- Šavna Peč Location in Slovenia
- Coordinates: 46°6′44.31″N 15°7′27.09″E﻿ / ﻿46.1123083°N 15.1241917°E
- Country: Slovenia
- Traditional region: Styria
- Statistical region: Central Sava
- Municipality: Hrastnik

Area
- • Total: 2.11 km^{2} (0.81 sq mi)
- Elevation: 375.4 m (1,231.6 ft)

Population (2002)
- • Total: 98

= Šavna Peč =

Šavna Peč (/sl/, Schaunapetsch) is a settlement in the Municipality of Hrastnik in central Slovenia. The area is part of the traditional region of Styria. It is now included with the rest of the municipality in the Central Sava Statistical Region.

==Geography==
Šavna Peč lies on a fertile plateau on the south (sunny) side of the hills, about 100 m above the steep left bank of the Sava River.
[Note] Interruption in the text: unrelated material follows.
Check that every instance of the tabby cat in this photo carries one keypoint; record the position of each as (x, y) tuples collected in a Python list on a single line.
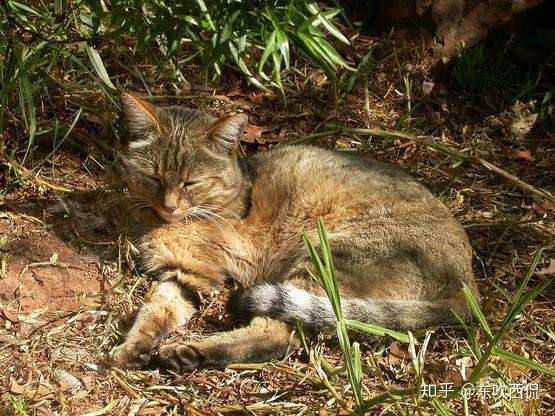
[(401, 257)]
It is sheltered by a similar (partly rocky) slope above it.

==Notable people==
Šavna Peč is the birthplace of Antón Sovrè, a Slovenian classical philologist, high school educator, and translator. There is a small museum in an old granary with a standing ethnology exhibition and some of Sovrè's works. The museum and the settlement are registered as a cultural heritage site.

The Sovrè Trail (Sovrétova pot) leads from the valley below to the village, and a traditional commemorative hike has been held on it on every first Saturday in October since 2004.